Susane Hécate – Primeiro imaginamos a história e depois compomos o instrumental de guitarra, teclado, baixo e bateria. Em seguida é que escrevo as letras guiada pelos sentidos, emoções e visões que a sonoridade proporciona. Então é o contrário, primeiro vem os teclados, inspirados mais livremente numa concepção, ideia, sentimento ou acontecimento, sempre em torno de que desejamos transmitir com a música, e só por último é que vem a letra, para que haja uma fusão literária e sonora.

A arte do disco, as letras e os arranjos formam um todo coeso, quase como uma trilha sonora cinematográfica. Há planos de transformar o conto ou o álbum em uma obra audiovisual no futuro? Creio que até mesmo um mini-documentário seria uma opção interessante.

Susane Hécate – Sim, seria fantástico transformar esse conto num filme ou vídeo documentário, mas estamos planejando há dois anos gravar um videoclipe com a presença da Bruxa Xamã. Uma performance já foi feita por mim no vídeo teaser de lançamento do álbum “Espíritos Rupestres” em 2024, mas agora estamos trabalhando na produção de um próximo videoclipe com cenas inspiradas no conto histórico.

O uso do português e a escolha de títulos como “Tapuia Marcha” mostram claramente uma identidade cultural própria. Qual é a importância, na sua visão, de cantar em português e explorar esses vocabulários na construção da obra?

Susane Hécate – Desde o início do Miasthenia em 1994 a nossa proposta é a de entoar as letras em português, como parte da nossa identidade e também para soar mais direto e compreensível ao público brasileiro. Cantar na língua em que dominamos mais plenamente os sentidos, permite dar mais profundidade poética aos temas que abordamos. Isso sempre foi muito desafiador, mas acabou se tornando uma marca da banda e nossa proposta musical.

O Miasthenia sempre foi uma banda singular ao unir Metal extremo com pesquisa histórica e uma perspectiva decolonial. Na sua visão como historiadora, qual o papel da arte — e do Metal em particular — na preservação e na reinterpretação da memória coletiva?

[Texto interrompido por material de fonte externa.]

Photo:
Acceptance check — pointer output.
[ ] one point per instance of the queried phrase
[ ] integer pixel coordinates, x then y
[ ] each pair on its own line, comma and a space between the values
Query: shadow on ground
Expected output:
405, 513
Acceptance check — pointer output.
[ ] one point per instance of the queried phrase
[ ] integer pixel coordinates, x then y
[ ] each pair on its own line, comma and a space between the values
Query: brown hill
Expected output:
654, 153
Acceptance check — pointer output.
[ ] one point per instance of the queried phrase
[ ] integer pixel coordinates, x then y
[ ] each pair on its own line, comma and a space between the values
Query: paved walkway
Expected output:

Susane Hécate – Como historiadora e professora universitária nesse campo, vejo na arte um espaço de expressão onde a imaginação e as emoções pode fluir mais livremente. Na música temos mais liberdade poética para contestar, odiar e expor nossa raiva, e é assim que vejo a arte que produzimos no Miasthenia. Abordamos temáticas históricas por meio de metaficções historiográficas e de uma estética muito sombria, maldita e agressiva inspirada no Black Metal. Como metaficção historiográfica nos apoiamos no prazer lírico e estético de subverter aquilo que foi tomado como verdade histórica sagrada e inquestionável. A música é também uma forma de rebelião cultural e não aceitação de dogmas e dominações.

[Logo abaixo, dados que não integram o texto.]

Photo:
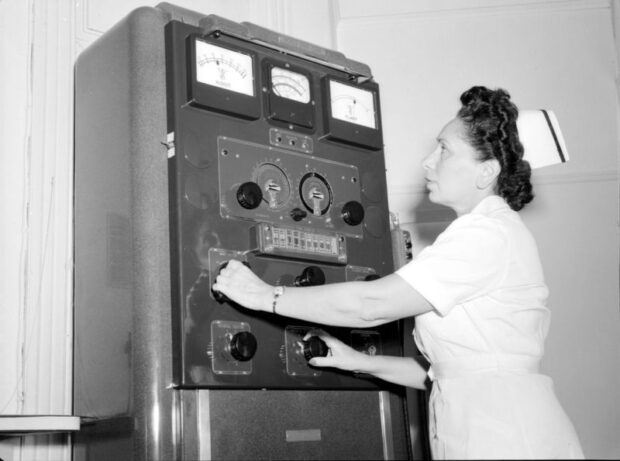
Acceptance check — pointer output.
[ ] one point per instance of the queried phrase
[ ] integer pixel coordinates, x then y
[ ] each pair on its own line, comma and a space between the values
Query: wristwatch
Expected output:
277, 292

Pensando em sua atuação como historiadora, que outros temas você imagina que o Miasthenia possa abordar no future dentro deste escopo do nosso continente e do Brasil? Há algo que ainda não exploraram e que vocês sentem vontade de trazer para um próximo álbum?

Susane Hécate – Sim, há um universo enorme de temas (práticas inquisitoriais, cosmogonias, saberes antigos, rituais e guerras de resistência dos povos originários da América pré-colonial e colonial) e sonoridades que se ligam ao conceito de resistência pagã do Miasthenia numa estética Pagan Black Metal. No momento tenho avaliado a abordagem de alguns temas, pesquisando e lendo muito para ver onde consigo abrir uma porta de inspiração relacionada ao tipo de construção musical que começamos a idealizar. Ainda é surpresa, estamos ainda no início da construção.

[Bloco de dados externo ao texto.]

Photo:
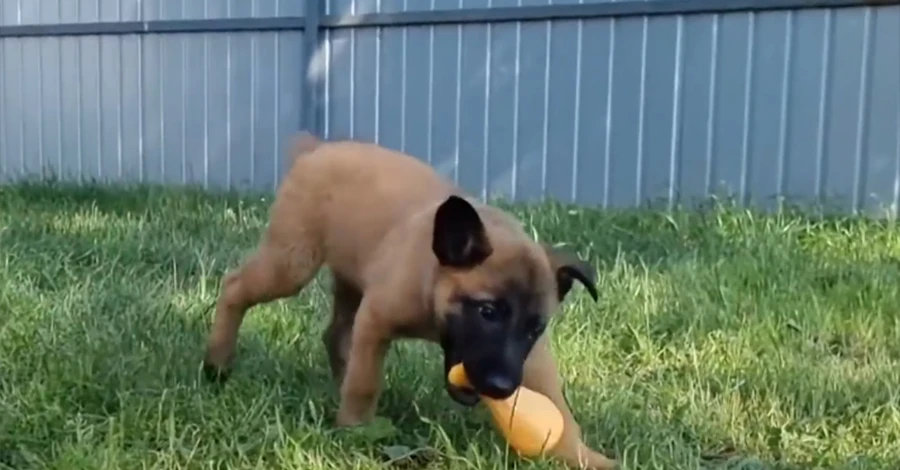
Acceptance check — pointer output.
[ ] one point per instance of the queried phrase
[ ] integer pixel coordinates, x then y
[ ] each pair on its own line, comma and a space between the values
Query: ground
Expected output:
723, 339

Por fim, “Espíritos Rupestres” soa como uma síntese de tudo o que o Miasthenia construiu até aqui, mas também aponta para algo novo. Como você vê esse álbum dentro da trajetória da banda? Ele é um ápice, um novo começo ou ambos?

Susane Hécate – Acho que esse álbum representa os dois, é realmente o ápice com a evolução de um processo de construção musical no qual vínhamos trabalhando arduamente nos álbuns anteriores, mas é também um novo começo, porque a partir deste álbum, que se apresenta em formato literário e musical, pretendemos buscar novas formas de composição artística. Que os espíritos ancestrais nos deem força e inspiração para isso! Agradeço pela oportunidade de falar nessa entrevista sobre nossas concepções líricas e musicais! Obrigada pelo apoio ao Miasthenia!